Sayet, a member of the Mohegan Tribe, is no stranger to YIPAP. She directed the first two years of staged readings by the program. With a focus on how “the stories we pass down inform our collective possible futures,” Sayet, a Forbes 30 Under 30 honoree, specializes in Shakespeare and decolonizing advocacy. In a statement, she said, “I am incredibly humbled to be in the position to carry forward the good traditions YIPAP has already established and imagine how we can continue to deepen and grow our support for students and the development of Native theater going forward, to ensure Native voices are heard on all stages.”
In 2018, Sayet wrote the cover story for American Theatre magazine’s first edition dedicated to Native American theater. “Traditional Native storytelling molds itself to the shape of the given moment and to what is needed. The narratives we put onstage therefore have direct consequences in shaping our world,” she wrote. “The U.S. theatre community seems to be acknowledging that fact, examining its practices and its roots. And what American roots run deeper than indigenous stories? Yet what American stories have been more mistold and silenced than those of Native Americans?”
Since its founding four years ago, YIPAP has brought nearly a hundred Native American actors and theater artists to the iconic Ivy League campus known for its world-renowned drama school. Annually, the program hosts a Young Native Storytellers Contest, along with a festival that fosters the writing of Native playwrights under the age of 25.

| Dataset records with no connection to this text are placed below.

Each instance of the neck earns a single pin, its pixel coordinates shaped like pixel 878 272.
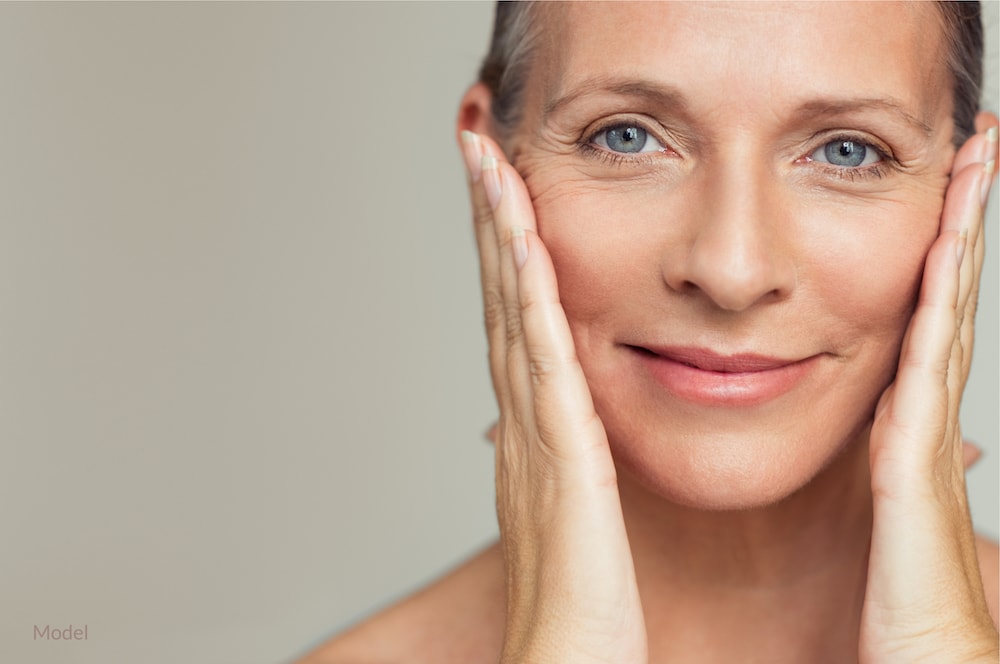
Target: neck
pixel 788 576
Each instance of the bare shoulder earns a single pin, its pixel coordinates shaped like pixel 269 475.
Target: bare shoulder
pixel 989 567
pixel 457 618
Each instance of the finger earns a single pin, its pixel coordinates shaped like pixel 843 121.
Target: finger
pixel 512 208
pixel 473 150
pixel 970 454
pixel 568 424
pixel 491 433
pixel 920 404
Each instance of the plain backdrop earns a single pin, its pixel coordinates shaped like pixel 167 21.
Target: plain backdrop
pixel 243 381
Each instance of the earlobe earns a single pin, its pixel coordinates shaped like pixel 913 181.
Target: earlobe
pixel 474 112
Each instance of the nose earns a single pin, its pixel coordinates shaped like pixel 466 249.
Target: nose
pixel 735 249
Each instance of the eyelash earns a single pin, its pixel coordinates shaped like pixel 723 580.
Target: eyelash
pixel 874 171
pixel 620 159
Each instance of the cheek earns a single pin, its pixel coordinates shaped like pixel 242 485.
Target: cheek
pixel 866 268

“YIPAP offers an incredible resource to both students and the American theater at large by offering space for Native theater to be developed and grow at Yale,” Sayet said. “Mary Kathryn Nagle’s visionary leadership is most exemplified in the creation of the Young Storytellers Contest. The ripple effects of her choice to support the voices of these young Native writers show up constantly.”
Onstage and onscreen, performances in the United States have often shunned or stigmatized representation of Native people. In recent years, efforts have increased to decolonize assumptions about Native theater. The Association for Theatre in Higher Education has an online resource for educators to counter the erasure of Native performance history in North America and Central America.
This year has been a landmark one for Native American theater artists. Larissa FastHorse became the first playwright of Native American heritage to make it onto the top 10 list for the country’s most-produced plays. Her “Thanksgiving Play,” a satire about “good intentions” and “absurd assumptions,” was produced at eight major theaters in the United States in the 2019–2020 season.